Many held bullets that were jacketed in steel – which marked them as original British World War II-production ammunition from Churchill’s time. (The British used steel for bullet jackets to save copper and zinc for other wartime uses.) A small portion of the ammunition in the sample appeared to have been older still — a few cartridges were round-nosed Mark 6 rounds, which British forces were phasing out before the First World War.

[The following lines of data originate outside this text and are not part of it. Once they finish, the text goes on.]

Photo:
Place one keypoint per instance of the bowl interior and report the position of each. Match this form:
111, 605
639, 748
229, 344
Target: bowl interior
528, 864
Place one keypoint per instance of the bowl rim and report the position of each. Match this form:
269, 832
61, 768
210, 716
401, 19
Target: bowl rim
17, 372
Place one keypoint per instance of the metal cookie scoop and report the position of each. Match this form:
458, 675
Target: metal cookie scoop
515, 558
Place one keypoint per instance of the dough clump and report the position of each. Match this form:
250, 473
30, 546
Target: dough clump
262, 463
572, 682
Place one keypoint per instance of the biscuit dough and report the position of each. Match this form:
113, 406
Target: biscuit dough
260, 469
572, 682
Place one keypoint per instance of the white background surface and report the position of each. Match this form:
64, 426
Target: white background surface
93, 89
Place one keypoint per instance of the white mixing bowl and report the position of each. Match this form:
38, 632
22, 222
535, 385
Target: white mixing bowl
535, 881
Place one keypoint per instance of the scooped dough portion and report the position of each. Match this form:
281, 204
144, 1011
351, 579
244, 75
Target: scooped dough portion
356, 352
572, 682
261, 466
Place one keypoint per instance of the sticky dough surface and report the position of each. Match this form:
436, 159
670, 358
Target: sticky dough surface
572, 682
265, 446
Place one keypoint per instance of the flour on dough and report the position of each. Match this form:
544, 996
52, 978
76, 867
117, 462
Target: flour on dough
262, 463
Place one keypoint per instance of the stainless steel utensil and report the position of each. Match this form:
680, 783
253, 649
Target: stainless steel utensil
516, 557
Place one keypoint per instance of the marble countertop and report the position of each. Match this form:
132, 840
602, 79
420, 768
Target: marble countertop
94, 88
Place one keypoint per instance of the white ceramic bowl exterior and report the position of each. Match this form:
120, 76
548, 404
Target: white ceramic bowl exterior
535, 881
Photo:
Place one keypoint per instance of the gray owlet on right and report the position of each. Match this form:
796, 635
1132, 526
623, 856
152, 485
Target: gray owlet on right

Last, several rounds were 7.62×54R cartridges, which match Russian Mosin-Nagant rifles or the SVD line, the Soviet-designed semiautomatic sniper rifles of the former Eastern bloc that were often used by insurgent snipers in Iraq. (Curiously, there are very few recent reports or images of SVD rifles in Afghanistan. They are not absent from the war. But they seem not to be widely used. This is in some ways surprising, considering the expansive distribution in Afghanistan of the standard arms of the former Eastern bloc – the AK, PK, DshK and Makarov lines, as well as 82-millimeter mortars, rocket-propelled grenades and F1 pineapple-style hand grenades.)

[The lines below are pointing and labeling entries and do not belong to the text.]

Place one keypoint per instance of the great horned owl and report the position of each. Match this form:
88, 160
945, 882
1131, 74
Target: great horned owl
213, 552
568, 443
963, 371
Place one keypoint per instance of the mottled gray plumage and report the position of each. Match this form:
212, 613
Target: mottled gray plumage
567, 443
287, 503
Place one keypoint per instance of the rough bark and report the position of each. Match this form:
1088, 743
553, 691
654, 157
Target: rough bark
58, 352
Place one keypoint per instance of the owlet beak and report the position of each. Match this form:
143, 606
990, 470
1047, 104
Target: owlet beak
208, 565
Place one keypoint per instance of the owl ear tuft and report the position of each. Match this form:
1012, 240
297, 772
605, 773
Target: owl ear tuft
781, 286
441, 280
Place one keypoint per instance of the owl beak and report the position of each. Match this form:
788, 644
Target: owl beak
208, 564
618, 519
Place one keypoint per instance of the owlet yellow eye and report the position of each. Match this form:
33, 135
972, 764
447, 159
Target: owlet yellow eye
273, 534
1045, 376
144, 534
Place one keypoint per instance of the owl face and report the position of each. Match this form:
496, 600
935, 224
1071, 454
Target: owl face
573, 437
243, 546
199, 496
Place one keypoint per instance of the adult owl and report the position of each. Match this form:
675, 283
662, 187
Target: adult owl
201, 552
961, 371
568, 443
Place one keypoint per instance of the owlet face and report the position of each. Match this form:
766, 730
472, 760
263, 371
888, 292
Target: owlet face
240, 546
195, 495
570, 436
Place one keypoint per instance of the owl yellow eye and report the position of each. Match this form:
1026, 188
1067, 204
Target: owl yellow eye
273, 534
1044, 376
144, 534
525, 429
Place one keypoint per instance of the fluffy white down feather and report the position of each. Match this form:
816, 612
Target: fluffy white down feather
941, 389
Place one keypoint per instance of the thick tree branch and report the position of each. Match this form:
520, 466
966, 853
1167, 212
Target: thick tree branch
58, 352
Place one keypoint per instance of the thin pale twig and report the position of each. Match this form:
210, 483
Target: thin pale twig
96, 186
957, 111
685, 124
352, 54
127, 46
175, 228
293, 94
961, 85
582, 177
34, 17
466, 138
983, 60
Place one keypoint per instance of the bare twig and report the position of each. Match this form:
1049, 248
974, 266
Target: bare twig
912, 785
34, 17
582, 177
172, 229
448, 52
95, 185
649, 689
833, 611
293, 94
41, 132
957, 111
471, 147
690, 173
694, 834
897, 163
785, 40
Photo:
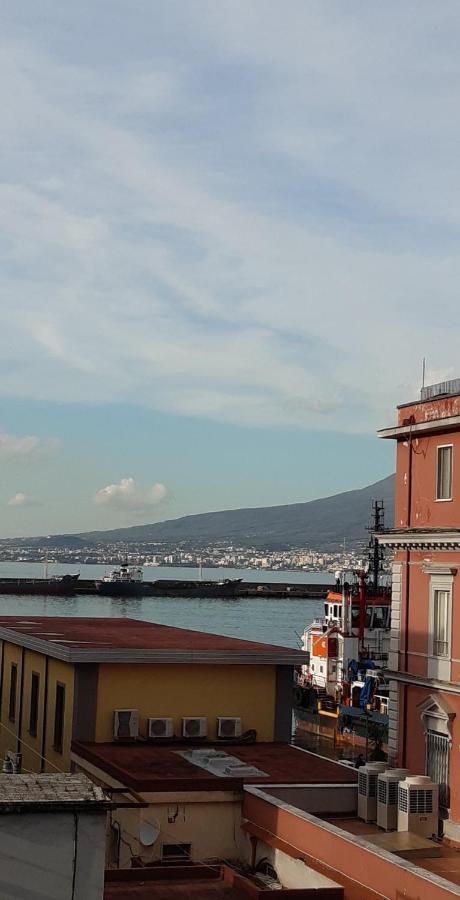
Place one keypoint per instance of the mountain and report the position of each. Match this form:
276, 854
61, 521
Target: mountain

Fourth, the shooting itself. Often the Taliban’s snipers fired near misses, one after another, separated by 30 seconds or more. Mixed with the incoming automatic fire, the firefights in Marja would be punctuated by the occasional single round that would pass by just overheard, or thump into the soil or at a door frame or the surface of a wall beside a Marine. These rounds were attention-getting, to say the least. At times, and the video captures some of this, it appeared that more than one Taliban fighter with battle rifle was firing, which may have signaled not so much the presence of a single “true” sniper, but that some of these Taliban units had multiple fighters who preferred to carry Lee-Enfields. This might make them no different from the American grunts who prefer to carry M-14s, arguing that their larger cartridges have greater range and stopping power than the rounds fired by the M-4 and M-16 line, and thus have a real value in Afghan fighting.
But among whoever was firing on the Marines, there were several instances of skilled and accurate shooting. The officer who gathered data (and asked not to be named here) said there were times during the operation when a Taliban sniper killed a Marine, as well as instances in which Marines survived after being hit on their bullet-proof plates or, once, after a glancing shot that hit a helmet. In Kilo Company, the Marines present in several engagements also felt that at least one of the Taliban gunmen shooting at them in this particular area might have had a telescopic sight. Their feeling was that the distances were long enough that it would be hard to make shots like this with the naked eye. Moreover, the day after I recorded the video footage above, an Afghan National Army soldier was killed while walking in the open during a lull in fighting. He was felled by a single shot, at a range the Marines estimated at 500 to 700 meters, and the bullet struck his neck. Whoever made that shot was, absent extraordinary good luck, not the run-of-the-mill Taliban fighter.
What does it all mean? To gain some distance on this, broader casualty numbers are again helpful. But we’re out of space for today. Tomorrow we’ll publish data that put the snipers of Helmand Province in a fuller context. We’ll for now hint at what the statistics seem to show: Taliban fighters with traditional battle rifles have made Helmand Province more dangerous. They present an interesting phenomenon, and bear close watching. On the national level, they do not appear to mark a profound shift in the war.
That’s not to say that they do not create harrowing moments. As the video shows, Lance Cpl. Travis Vuocolo was a very lucky man.